I first had posole soup at a Chicago restaurant my sister took me to, and I’ve been meaning to make it home ever since, and finally found a good recipe. This recipe is from Everyday Food, but for some reason cannot be found on their website (?!!?), so I’m typing it up. I love the hominy in it. If you haven’t tried hominy yet, you’re in for a big treat. It’s corn that’s been alkalized, so it puffs and has a completely different texture and taste than corn does. The closest thing I can compare it to is garbanzo beans, but if that makes it sound gross, ignore that, because it’s not. Anyway, my Cape Verdean friends in Rhode Island use hominy in some of their great dishes, but posole is the only other dish I’ve seen it in (you can read this as a call for more great hominy recipes, if you have some). This soup is also a great, easy weekday dinner that uses many kitchen staples. Incidentally, you can leave the spice out by using only the adobo sauce, and not the chile, if you prefer the soup to be mild.

Spicy Pork Posole

2 T. olive oil
1 pork tenderloin (1-2 lbs.)
1 small onion, diced
2 cloves garlic, peeled and minced
2 c. water
2 (15 oz.) cans chicken broth, or 3 1/2 c. homemade chicken broth
2 cans hominy, drained and rinsed
1 can (15 oz.) diced tomatoes, with juices
1 chipotle chile in adobe sauce, chopped (with 1 T. sauce, if you prefer)
1/2 c. chopped cilantro, stems removed
lime wedges, diced avocado, sour cream for serving (optional, but really a good idea)
salt and pepper to taste

1. In a large dutch oven, heat the oil over medium-high. Add the pork tenderloin to the pan, allowing it to brown on every side, rotating it every 2-3 minutes. Remove the pork to a bowl.
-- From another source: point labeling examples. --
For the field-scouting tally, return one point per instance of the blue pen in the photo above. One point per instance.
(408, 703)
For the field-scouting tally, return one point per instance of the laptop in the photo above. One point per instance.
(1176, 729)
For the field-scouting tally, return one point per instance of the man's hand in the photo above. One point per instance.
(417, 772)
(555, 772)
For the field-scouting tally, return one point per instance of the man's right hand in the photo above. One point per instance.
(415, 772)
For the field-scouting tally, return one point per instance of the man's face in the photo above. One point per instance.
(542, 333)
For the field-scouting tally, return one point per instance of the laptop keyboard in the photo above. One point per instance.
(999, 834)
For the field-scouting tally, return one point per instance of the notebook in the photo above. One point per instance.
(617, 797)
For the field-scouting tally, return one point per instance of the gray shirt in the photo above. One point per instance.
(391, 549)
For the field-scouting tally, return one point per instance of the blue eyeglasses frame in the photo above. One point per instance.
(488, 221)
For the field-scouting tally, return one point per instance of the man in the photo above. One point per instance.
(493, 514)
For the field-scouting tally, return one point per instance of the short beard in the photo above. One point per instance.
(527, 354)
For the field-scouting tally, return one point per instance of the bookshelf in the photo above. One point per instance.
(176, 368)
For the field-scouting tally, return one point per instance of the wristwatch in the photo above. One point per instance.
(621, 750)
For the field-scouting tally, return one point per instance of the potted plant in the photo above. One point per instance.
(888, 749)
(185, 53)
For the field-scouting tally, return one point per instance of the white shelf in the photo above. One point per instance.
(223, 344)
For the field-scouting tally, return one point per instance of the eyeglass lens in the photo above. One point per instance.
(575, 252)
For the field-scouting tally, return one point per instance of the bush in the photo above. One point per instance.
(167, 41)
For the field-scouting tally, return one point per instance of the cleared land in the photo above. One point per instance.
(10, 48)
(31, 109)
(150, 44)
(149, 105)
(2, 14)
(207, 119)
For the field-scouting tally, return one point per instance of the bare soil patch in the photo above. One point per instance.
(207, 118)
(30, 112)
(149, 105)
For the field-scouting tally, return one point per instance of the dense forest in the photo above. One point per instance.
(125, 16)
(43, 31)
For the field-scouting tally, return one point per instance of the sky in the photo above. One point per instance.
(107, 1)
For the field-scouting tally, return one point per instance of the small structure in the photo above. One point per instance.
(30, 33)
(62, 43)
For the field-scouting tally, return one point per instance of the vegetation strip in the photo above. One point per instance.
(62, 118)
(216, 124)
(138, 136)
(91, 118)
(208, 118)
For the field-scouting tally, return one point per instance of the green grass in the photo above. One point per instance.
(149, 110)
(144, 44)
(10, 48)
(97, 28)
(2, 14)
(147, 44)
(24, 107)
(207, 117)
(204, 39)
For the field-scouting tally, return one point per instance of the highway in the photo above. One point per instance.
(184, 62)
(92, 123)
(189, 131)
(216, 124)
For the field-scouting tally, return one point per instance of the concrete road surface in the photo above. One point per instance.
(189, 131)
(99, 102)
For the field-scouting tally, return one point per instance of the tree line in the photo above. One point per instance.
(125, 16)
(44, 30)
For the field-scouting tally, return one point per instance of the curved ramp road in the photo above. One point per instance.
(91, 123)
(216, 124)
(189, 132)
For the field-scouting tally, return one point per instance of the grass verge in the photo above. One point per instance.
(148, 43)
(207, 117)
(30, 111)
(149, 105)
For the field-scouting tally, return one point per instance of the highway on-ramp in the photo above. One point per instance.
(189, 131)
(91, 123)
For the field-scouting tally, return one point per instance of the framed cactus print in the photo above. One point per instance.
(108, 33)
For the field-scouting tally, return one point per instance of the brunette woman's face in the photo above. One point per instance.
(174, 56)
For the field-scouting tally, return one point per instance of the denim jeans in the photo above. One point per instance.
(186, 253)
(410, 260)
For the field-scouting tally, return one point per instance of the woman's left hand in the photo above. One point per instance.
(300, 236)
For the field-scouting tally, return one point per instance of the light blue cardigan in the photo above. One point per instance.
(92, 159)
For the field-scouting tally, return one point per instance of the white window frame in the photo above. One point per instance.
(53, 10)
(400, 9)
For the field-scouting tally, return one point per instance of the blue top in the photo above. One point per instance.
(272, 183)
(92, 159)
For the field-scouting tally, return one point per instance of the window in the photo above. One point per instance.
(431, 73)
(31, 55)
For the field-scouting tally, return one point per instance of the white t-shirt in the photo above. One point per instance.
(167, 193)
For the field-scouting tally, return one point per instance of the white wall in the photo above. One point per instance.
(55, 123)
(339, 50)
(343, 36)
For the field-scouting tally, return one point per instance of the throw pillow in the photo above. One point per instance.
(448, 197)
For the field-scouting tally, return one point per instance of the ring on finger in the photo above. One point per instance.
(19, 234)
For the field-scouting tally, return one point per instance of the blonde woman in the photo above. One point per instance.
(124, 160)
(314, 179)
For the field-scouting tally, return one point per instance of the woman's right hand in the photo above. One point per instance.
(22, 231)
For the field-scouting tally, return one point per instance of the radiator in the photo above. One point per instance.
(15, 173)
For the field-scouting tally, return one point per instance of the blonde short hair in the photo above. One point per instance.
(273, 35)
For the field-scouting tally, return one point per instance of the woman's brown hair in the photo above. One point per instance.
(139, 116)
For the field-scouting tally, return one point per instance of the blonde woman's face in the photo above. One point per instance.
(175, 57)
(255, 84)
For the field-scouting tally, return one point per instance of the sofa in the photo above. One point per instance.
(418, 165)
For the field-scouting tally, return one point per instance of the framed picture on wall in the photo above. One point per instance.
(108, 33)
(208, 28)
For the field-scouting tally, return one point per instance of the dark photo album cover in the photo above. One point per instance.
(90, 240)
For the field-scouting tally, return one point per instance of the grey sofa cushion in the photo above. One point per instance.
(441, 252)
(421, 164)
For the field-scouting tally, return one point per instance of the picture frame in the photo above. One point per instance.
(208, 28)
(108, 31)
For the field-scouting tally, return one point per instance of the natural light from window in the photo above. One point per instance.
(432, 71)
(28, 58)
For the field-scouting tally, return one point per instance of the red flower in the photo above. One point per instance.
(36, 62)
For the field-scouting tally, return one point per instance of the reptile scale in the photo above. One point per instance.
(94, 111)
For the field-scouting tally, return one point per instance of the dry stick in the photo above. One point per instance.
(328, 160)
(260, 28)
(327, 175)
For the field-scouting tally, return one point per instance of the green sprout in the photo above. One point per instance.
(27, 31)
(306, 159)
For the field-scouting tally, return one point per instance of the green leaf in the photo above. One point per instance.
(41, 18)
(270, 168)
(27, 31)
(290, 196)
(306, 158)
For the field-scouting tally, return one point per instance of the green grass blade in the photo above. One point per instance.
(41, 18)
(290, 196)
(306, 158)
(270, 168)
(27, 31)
2. Add the onion and garlic to the pan, salt and pepper according to taste, and then, stirring frequently, cook until tender and translucent, about 4-5 minutes. Add water, chicken broth, hominy, tomatoes, chipotle chile, and pork (with any accumulated juices) and bring to a boil. Turn the heat down, and allow to simmer until the pork is fully cooked (between 5-10 minutes. You may want to check it with an instant-read thermometer. It should be from 160-170 degrees).

3. Remove the pork from the soup and shred it (use 2 forks and scrape the pork down with the grain). Return to soup, adjust seasonings, and allow to simmer until ready to serve. Stir in cilantro just before serving, and pass chopped avocados, sour cream, and lime wedges with the soup, if desired.